幕間 - 愚直と後悔-
枯れ草の生える不毛の丘の上に、女性が佇んでいる。
二十代前半ぐらいだろう。黒の髪に赤髪が混じる長髪が乾いた風によって靡く。その丘の下を睥睨しながら、鋭い眼差しをじっと動かさない。
身に纏う黒檀の鎧が、存在感の異質さを際立たせている。
―――征くのか。
女性の背に、低い声が投げかけられた。
その言葉の主へ振り返らないまま、小さく呟く。
それを聞いた男は、憎々しげに言い放った。
―――それほどまでに、なぜ望む。
女性の覚悟を、その男は理解できなかった。
眼下を覆い尽くす絶望は、どう足掻いても抹消することなどできはしない。
―――愚問ね。
男には、解らなかった。
―――あらゆるしがらみに囚われていたけど、私はもう後悔などしたくはないの。
そういった彼女の言葉も、理解などできるはずはなかった。
赤熱に燃える赤い目が、微笑みによって細まる。
―――ふざけるな。目の前の絶望を打ち払うことなど不可能だ。
理解不能。
ゆけば死ぬ。なのに、なぜその瞳に灯る焔は、なおも燃え続けるのだ。
男は、理解できなかった。
自ら望む死。そんな愚かな結末を、目の前の女が望むはずはない。
それを、男は識っていた。
識っていたのに、この瞬間、男は自らの友の言葉を理解することはできなかった。
―――……後は頼んだわ、フェイ。私がいなくなっても、代わりはいくらでもいる。
覚悟の灯る、堂々とした笑みだった。
理解できない。
……理解など、したくもない。
―――ならば死ね。後悔することが耐えられぬと言うのなら、絶望に抗って果てろ。
男の悪意に満ちた言葉に、しかし女はクスッと声を出して笑った。
―――本当、最期の瞬間になっても、貴方は貴方らしいわね。
笑い続ける女に、男は無表情のまま眉間に皺を寄せていた。
ひとしきり笑って、女は目の前の丘の下を再び見下ろした。そして、囁くように呟いた。
―――じゃあね、フェイ。私の覚悟を踏みにじらなかったこと、とっても感謝しているから。

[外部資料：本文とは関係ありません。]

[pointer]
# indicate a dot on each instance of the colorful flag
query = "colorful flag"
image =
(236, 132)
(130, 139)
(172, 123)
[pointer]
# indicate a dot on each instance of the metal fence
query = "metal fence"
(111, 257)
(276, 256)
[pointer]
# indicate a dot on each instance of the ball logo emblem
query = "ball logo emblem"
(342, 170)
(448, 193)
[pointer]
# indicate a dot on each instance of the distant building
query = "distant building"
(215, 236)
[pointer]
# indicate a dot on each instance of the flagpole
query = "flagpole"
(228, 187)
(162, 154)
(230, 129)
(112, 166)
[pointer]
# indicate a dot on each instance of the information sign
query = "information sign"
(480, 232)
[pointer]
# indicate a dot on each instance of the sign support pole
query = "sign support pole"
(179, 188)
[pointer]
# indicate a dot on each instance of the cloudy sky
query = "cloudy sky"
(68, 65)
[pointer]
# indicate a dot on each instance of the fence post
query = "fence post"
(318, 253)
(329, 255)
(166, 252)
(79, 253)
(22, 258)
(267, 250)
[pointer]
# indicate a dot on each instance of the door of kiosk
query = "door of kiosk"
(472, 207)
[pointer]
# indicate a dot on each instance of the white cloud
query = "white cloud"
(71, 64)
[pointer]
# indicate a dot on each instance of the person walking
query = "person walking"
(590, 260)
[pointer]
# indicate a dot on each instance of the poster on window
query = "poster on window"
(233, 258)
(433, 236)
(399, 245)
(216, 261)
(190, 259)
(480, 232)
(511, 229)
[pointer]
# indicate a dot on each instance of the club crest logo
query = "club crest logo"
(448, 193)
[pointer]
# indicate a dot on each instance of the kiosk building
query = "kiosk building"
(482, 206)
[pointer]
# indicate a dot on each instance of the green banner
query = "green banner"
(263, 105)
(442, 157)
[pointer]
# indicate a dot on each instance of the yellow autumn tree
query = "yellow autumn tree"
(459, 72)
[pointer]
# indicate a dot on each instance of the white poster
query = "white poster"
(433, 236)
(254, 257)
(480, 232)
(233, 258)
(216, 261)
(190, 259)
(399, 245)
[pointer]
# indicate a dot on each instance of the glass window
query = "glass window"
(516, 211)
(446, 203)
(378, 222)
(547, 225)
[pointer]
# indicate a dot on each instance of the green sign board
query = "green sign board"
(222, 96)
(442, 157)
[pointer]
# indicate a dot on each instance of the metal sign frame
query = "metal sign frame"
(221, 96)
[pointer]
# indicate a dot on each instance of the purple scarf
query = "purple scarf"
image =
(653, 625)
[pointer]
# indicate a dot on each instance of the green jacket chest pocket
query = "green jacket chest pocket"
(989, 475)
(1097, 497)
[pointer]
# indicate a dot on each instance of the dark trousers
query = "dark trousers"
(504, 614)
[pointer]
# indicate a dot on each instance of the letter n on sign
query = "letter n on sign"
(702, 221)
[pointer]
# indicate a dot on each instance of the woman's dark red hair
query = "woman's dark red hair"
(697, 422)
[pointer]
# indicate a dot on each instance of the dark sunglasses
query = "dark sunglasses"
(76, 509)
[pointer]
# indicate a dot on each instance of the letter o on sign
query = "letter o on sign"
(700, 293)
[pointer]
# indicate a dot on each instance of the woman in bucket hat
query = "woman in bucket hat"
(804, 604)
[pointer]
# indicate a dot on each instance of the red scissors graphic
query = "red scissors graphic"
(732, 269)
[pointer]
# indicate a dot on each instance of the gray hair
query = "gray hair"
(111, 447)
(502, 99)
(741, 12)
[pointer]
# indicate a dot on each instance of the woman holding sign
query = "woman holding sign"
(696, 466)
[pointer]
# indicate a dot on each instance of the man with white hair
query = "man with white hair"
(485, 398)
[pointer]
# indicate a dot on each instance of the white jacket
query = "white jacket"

女の言葉が、脳裏に響き続けてエコーのように掻き消えていくまで、数刻かかった。
その数刻が経った後でも、男は丘の上で腕組みをしながら、目の前から立ち去った女性の残影を捉え続けた。
今もなお、彼女の言った言葉を理解することなどできない。
―――なぜ、自ら命を絶とうとしたのだ。我が朋友よ。
そしてこれからも、その理由を理解することなど、できはしないのだろう。